Ali is not optimistic that the kind of government the protesters wanted to see will now be formed after the resignation of the Sadrist Bloc, the largest bloc in the Iraqi parliament after last year’s elections, and the formation of the Save the Nation Alliance with the Siyada (sovereignty) Alliance of Parliamentary Speaker Mohamed Al-Halbousi, a Sunni Muslim, and the Kurdish Democratic Party (KDP) of Kurdish leader Masoud Barzani.
The Coordination Framework (CF) led by former prime minister Nuri Al-Maliki includes all Iraq’s Shia political parties and movements except the Sadrist Bloc, and the Sunni Al-Azm Alliance and the Patriotic Union of Kurdistan (PUK) of late Iraqi president Jalal Talbani wants to form a consensual government with it.
However, the deadlock began when CF MPs boycotted the presidential election session in the parliament, and there was no quorum for a vote to take place.
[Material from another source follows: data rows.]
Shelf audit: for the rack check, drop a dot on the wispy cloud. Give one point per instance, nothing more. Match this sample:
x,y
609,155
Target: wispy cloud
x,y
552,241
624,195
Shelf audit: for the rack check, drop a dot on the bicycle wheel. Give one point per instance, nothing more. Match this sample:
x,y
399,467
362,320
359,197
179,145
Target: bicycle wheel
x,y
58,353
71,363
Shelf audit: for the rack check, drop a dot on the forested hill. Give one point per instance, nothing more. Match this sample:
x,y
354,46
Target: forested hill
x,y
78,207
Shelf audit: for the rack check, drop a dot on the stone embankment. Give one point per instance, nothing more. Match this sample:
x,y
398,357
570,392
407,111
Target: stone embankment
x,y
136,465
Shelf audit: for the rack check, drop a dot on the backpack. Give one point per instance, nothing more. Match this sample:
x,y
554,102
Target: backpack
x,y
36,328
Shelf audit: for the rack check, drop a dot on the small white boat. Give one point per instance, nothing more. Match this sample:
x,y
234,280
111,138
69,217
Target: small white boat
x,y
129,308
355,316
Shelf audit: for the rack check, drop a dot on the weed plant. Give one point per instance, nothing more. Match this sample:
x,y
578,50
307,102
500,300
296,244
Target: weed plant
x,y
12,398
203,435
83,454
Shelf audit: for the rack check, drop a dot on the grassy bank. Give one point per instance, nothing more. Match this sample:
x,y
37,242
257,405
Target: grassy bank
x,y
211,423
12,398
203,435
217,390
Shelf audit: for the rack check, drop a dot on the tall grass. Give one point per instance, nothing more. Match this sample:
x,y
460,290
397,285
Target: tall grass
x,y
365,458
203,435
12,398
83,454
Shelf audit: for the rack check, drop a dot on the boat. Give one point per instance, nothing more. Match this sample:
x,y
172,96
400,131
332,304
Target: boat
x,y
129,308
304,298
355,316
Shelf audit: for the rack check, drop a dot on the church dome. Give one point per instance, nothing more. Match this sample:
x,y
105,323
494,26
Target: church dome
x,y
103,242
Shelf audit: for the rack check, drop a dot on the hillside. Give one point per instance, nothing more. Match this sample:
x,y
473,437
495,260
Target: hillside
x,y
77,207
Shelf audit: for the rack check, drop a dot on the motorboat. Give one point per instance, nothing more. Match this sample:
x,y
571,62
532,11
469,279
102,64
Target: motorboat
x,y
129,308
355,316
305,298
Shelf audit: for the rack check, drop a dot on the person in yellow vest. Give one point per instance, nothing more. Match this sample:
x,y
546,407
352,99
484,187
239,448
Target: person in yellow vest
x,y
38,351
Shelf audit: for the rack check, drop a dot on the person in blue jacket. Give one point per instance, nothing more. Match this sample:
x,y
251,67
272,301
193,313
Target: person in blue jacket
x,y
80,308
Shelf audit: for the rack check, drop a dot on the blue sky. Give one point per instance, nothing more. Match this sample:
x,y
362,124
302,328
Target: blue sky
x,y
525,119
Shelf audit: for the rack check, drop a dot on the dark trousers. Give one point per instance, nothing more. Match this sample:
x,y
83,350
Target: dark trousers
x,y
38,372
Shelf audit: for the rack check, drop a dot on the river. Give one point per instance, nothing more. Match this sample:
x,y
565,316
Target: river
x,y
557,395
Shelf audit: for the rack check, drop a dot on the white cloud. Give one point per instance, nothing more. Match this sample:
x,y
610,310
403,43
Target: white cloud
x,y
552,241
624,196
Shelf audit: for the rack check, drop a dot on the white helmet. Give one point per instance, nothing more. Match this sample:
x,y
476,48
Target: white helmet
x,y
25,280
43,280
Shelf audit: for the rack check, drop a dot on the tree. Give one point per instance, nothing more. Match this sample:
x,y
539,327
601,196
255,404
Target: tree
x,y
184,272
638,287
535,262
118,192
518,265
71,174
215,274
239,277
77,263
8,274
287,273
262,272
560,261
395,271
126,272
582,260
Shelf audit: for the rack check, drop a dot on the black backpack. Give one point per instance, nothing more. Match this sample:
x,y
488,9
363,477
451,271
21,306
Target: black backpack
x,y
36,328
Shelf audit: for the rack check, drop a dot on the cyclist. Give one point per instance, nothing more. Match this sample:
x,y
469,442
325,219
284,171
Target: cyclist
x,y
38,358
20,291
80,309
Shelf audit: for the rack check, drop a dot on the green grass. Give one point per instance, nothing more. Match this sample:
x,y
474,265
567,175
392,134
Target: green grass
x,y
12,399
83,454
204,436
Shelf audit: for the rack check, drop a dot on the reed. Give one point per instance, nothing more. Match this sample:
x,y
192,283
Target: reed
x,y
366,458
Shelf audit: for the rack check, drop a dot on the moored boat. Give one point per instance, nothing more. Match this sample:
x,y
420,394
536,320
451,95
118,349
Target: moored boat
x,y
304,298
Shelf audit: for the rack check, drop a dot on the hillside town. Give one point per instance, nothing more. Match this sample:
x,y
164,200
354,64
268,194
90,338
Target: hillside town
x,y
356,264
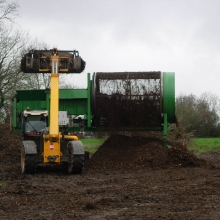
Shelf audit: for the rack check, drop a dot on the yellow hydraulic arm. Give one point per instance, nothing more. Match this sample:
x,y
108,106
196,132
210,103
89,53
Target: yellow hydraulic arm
x,y
53,62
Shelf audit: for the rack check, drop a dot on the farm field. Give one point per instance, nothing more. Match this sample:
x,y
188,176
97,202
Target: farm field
x,y
127,178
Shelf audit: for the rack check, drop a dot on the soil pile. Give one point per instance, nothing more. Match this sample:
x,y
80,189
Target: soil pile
x,y
10,149
118,153
125,153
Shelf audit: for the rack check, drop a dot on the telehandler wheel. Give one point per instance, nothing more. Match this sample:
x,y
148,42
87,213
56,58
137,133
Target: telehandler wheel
x,y
28,162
The MPs said that the Kurds should agree on one candidate for the presidency, occupied by the PUK since 2006 and now insisted on by the KDP. Up to now, the Kurds have still not agreed on a candidate.
The Sadrist Bloc’s 73 MPs resigned to pave the way for the CF to form a government after it became the largest bloc in the parliament after their resignation.
Following the resignations, the second-place vote winner from last October’s elections in each now vacant district took the empty seat in parliament last Thursday and swore the parliamentary oath in an extraordinary session called by the CF.
There was a quorum, although Al-Sadr called on all the blocs to “stand bravely for the sake of reform and the saving of the nation and not to give in to sectarian pressures, as they are bubbles which will disappear.” Yet his Sunni and Kurdish allies attended the session.
The CF began meetings with Al-Sadr allies Siyada, the KDP, and independent MPs to negotiate the formation of a new government called “the government of services” in their statements.
“I do not expect the CF to be able to form a new government because the demands of the Siyada Alliance of Al-Halbousi and the KPD of Barzani are too hard to be fulfilled,” Abdel-Ameer Majar, a political analyst, told the Weekly.
“The Iraqi street could not accept those demands, and if the CF makes concessions, the people will stand up against them. The people who carried out the Tishreen Revolution and put an end to sectarian power-sharing will not accept it,” he said.
Many Iraqi politicians have confirmed that there cannot be a successful new government in Iraq without the Sadrist Bloc, among them Ayad Allawi, a former prime minister.
He was quoted as saying that “proceeding with the formation of a new government without the presence of the Sadrist Bloc that won the elections, proving that it is not looking for positions as much as for the formation of a national government, will only make matters more complicated.”
“Although Muqtada Al-Sadr has withdrawn from the political process, he is still directing the situation in Iraq,” said Ahmed Omer, an Iraqi teacher who spoke to the Weekly, adding that “Al-Sadr’s withdrawal looks like a trap for others. At the end of this there could be early general elections.”
Samira Auf, a Baghdad housewife, told the Weekly that “the political blocs behave as if there were no people suffering from unemployment, high food prices, dust storms, climate change, electricity shortages, shortages of water, and many other problems.”
“They are just looking to their own benefits and agendas,” she added.
Al-Sadr said in a tweet that his bloc had resigned as a “sacrifice” for the Iraqi nation. “He said this in order to end the political deadlock in the country, because others had stated that his bloc was hindering the formation of a new government,” according to Iraqi media reports.
But it seems that the deadlock will continue as long as the Kurds do not agree on one candidate for the presidency and the CF does not agree on a candidate for prime minister.
The parliament will hold its first session after the Eid by the end of its recess, when another nine new MPs will be sworn in. In the earlier extraordinary session only 64 replacement MPs arrived to swear the oath.
A version of this article appears in print in the 30 June, 2022 edition of Al-Ahram Weekly.